Christopher Huckel > Steve Charles

13 Sep 2016

Greg using your expertise in logic then shouldn't the world send all the waste to these facilities in the northern hemisphere rather than spreading this toxic legacy into the Southern Hemisphere.

Steve Charles > Steve Charles

13 Sep 2016

Greig, Mankind does not have the ability to build anything that can last 100,000 years and never will. This nuclear waste dump will be designed to slowly disintegrate over just a few hundred years and release its highly radioactive contents into the surrounding rock in the hope that it will not contaminate anything. This is not a legacy we should be considering for the future generations in SA.

Greig Ebeling > Steve Charles

13 Sep 2016

Christopher, I don't see your logic. North vs South Hemisphere? We all live on one planet. We shipped the uranium from our mines in the Southern Hemisphere, so it makes sense to manage the waste here also, considering Australia has the perfect geology.

Greig Ebeling > Steve Charles

13 Sep 2016

Steve, obviously you are not skilled in understanding the engineering of such repositories. There are some really smart people working on this. If you have the skills and experience to question their work, I am certain they would be interested in your input. Otherwise, why do you think your negative and uneducated opinion matters?

Government Agency

Consultation Team - Brooke > Steve Charles

16 Sep 2016

Hi Steve, thanks for your comments. We appreciate all input into the discussion as it is indeed an important one about our future. There are two things to note as related to your comments; firstly, should it get to the point where any activity should proceed, the Royal Commission found that all activities would be subject to stringent regulation to ensure they are safe, secure and safeguarded. Details about regulatory bodies can be found in the 'Fact Sheet's section here on our website.

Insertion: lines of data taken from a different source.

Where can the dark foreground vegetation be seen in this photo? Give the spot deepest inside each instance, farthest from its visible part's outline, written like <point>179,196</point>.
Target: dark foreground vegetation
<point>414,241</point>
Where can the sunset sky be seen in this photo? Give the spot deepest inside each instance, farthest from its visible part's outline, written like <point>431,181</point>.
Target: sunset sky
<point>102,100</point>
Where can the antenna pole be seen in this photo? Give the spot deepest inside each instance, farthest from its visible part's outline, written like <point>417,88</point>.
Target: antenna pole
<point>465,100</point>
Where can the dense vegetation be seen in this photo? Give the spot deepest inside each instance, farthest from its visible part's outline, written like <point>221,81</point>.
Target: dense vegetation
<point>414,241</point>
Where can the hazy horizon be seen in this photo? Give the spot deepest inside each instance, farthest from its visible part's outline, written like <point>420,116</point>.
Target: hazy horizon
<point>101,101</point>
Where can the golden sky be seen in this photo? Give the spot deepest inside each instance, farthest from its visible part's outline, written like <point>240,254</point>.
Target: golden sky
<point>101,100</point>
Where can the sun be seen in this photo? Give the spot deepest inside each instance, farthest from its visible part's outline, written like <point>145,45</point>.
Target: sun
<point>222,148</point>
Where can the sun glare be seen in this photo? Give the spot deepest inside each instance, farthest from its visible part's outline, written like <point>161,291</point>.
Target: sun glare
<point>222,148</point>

Secondly, the Commission drew on research and key learnings from a number of countries who are currently in progress with developing Geological Disposal Facilities. It found that GDFs are a highly sophisticated engineering operation, managed via a multi-barrier system which is a permanent, passive technique, removing the need for future generations to manage the waste. You can find out more here: http://bit.ly/2aTlgkL (copy and paste)

David Mackinnon

05 Sep 2016

Just some initial pointers to test whether I can post. I have a longer term view and mistrust in the long term viability of our economic system and stability of our society, both based on false parameters. High level waste lasts till the next civilisation discovers it.

David Mackinnon > David Mackinnon

05 Sep 2016

It works! I meant the the basis and long term viability of economic system. In other words we get stuck with the stark reality of the worlds waste and no way to manage it or keeping it from damaging future generations for an unimaginably long time

adrian hill

05 Sep 2016

Sorry maybe there is a risk. I was just making point that if there was no risk the public will still make a connection.

tom mccarthur > adrian hill

05 Sep 2016

Fair enough, you make a good point.

adrian hill

04 Sep 2016

Safety isnt what we should be worrying about
Our brand is more at risk. We want to be known for our great food and wine. While there is not risk at all the waste will reach anywhere near our food chain, we know the how the media can paint a city. I'm concerned that SA will be rebranded as the waste dump state which could affect our tourism. It wouldnt bother me if we could redraw the boarders so the area is not our state. Could it be an independant state like canberra? Or do we name a town where the dumping will occur and push the name of that town rather than associate with SA....google 'snowtown'.

adrian hill > adrian hill

04 Sep 2016

ps i dont mean dump it in snowtown, just illustrating how a town can be know for something

tom mccarthur > adrian hill

05 Sep 2016

How can you say there is not risk at all the waste can reach our food chain. How can you possibly make a statement like that?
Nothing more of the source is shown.